Deterministic, zero-sum games (like Go) actually have an objective value function across all board positions, but Go has too many combinations to ever calculate this precise value.
AlphaGo uses a neural network model to approximate the value function, and this model was created in three steps, building two other models along the way:
- A ‘policy network’ (i.e. a model giving a probability distribution over possible moves) built using ‘supervised learning’ (SL – where we get the model to make a prediction, then we give it the answer and it adjusts the model to ‘learn’ from the answer) to predict a human’s move, given a board position.

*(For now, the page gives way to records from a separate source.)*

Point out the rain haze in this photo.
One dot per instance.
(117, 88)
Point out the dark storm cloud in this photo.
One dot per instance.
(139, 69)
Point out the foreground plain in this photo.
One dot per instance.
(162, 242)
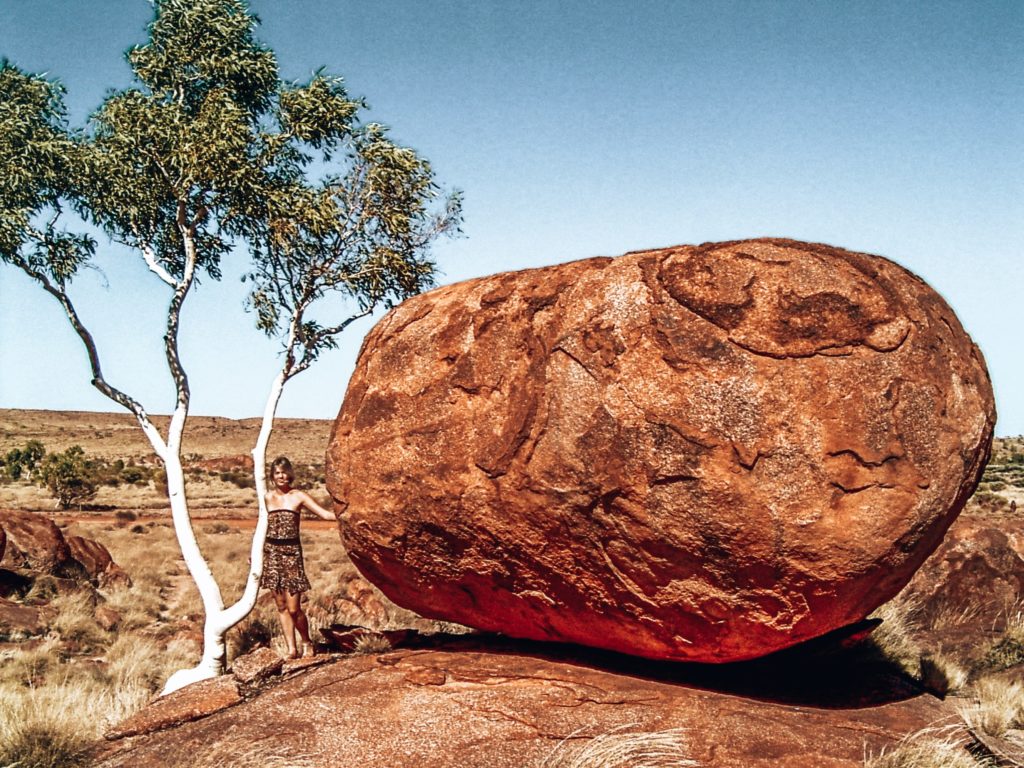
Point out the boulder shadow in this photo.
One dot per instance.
(840, 671)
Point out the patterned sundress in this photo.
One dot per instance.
(283, 554)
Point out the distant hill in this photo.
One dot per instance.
(114, 435)
(215, 455)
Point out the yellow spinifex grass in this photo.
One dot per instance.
(930, 748)
(997, 707)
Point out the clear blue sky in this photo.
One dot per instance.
(592, 128)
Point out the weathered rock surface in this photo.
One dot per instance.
(34, 542)
(18, 622)
(699, 453)
(96, 560)
(507, 710)
(254, 668)
(966, 593)
(192, 702)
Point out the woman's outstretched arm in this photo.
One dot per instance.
(312, 506)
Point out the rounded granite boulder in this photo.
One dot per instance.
(705, 453)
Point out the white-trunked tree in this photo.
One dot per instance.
(212, 152)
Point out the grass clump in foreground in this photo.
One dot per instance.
(926, 751)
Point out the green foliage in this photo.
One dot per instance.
(39, 160)
(69, 476)
(22, 461)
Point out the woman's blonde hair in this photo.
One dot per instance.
(282, 462)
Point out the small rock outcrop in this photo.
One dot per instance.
(96, 560)
(702, 453)
(35, 543)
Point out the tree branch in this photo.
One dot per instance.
(122, 398)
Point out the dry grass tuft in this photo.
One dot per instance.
(617, 750)
(931, 748)
(895, 636)
(997, 707)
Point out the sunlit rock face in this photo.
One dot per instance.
(705, 453)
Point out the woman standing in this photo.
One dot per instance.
(284, 573)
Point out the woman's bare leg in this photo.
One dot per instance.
(282, 599)
(300, 621)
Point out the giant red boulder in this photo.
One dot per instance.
(702, 453)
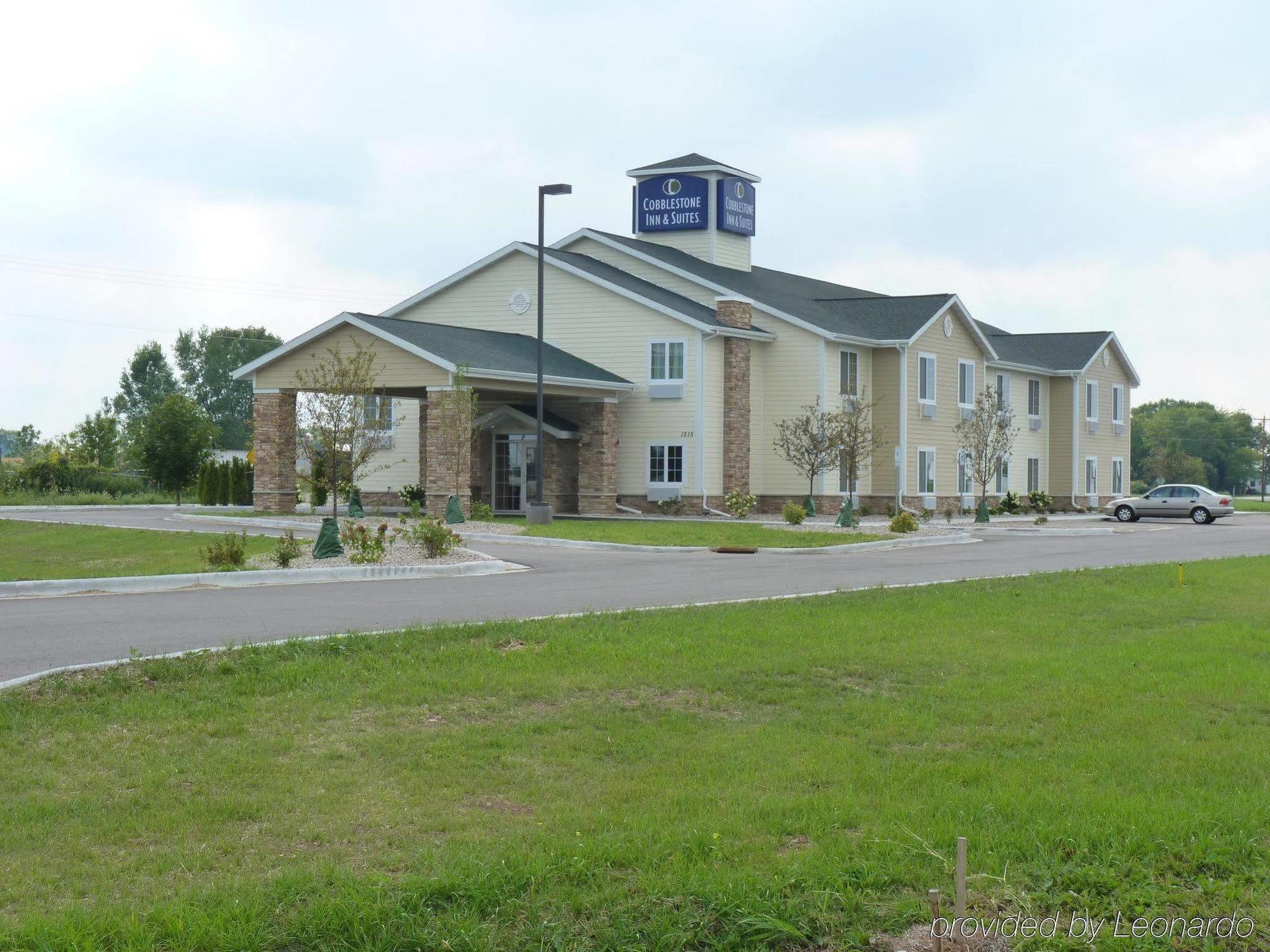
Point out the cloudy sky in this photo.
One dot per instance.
(1061, 167)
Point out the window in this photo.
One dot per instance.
(849, 380)
(926, 470)
(1033, 397)
(966, 383)
(926, 379)
(965, 483)
(666, 361)
(1004, 478)
(666, 464)
(378, 413)
(1003, 392)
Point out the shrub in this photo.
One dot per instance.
(670, 507)
(363, 545)
(1041, 499)
(904, 522)
(227, 552)
(740, 503)
(434, 538)
(286, 550)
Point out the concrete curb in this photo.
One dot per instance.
(549, 543)
(138, 585)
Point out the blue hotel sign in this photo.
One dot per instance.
(736, 206)
(672, 204)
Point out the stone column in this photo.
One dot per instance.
(736, 313)
(275, 447)
(598, 459)
(441, 446)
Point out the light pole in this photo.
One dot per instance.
(539, 513)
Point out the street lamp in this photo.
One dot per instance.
(539, 513)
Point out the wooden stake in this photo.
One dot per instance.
(961, 880)
(934, 897)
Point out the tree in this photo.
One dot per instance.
(341, 417)
(986, 437)
(206, 360)
(97, 439)
(859, 441)
(455, 409)
(175, 440)
(811, 442)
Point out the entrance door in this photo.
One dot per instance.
(516, 472)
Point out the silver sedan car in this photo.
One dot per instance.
(1178, 501)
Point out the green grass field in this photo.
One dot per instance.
(784, 775)
(694, 534)
(43, 550)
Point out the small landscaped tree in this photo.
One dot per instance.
(175, 440)
(811, 442)
(985, 437)
(859, 441)
(341, 416)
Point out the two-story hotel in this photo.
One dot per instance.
(672, 359)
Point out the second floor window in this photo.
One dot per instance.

AlphaGo’s supervised learning policy network successfully predicted human moves 57% of the time, when trained on 160,000 6–9dan KGS games, with a total of 30 million board positions.
- Another policy network, built by ‘reinforcement learning’ (RL) – taking the supervised learning network and getting it to play subsequent versions of itself and learn from the game outcomes, to predict the move most likely to result in a victory.
The reinforced learning policy played 1.28 million games against different versions of itself, resulting in a very strong policy network for selecting moves.
- Finally, the ‘value network’, which was built by supervised learning & regression over board positions and values generated from the SL and RL networks, and predicts the expected value (i.e. probability of a victory) of a board position.
To do this, AlphaGo generated 30 million games, playing the first n-1 moves with the SL network, then selecting a random legal move, and then using the RL network to select all moves until the game ends and a value (i.e. win/lose) is known.
The value network was then trained on just one board position from each game – the one subsequent to the first RL network move – to minimize the error in predicted value.
This complex process resulted in a value function that is closer to the ‘real’ value function for Go than anyone has ever achieved before.
In fact using the value network alone, AlphaGo beat all other computer AIs!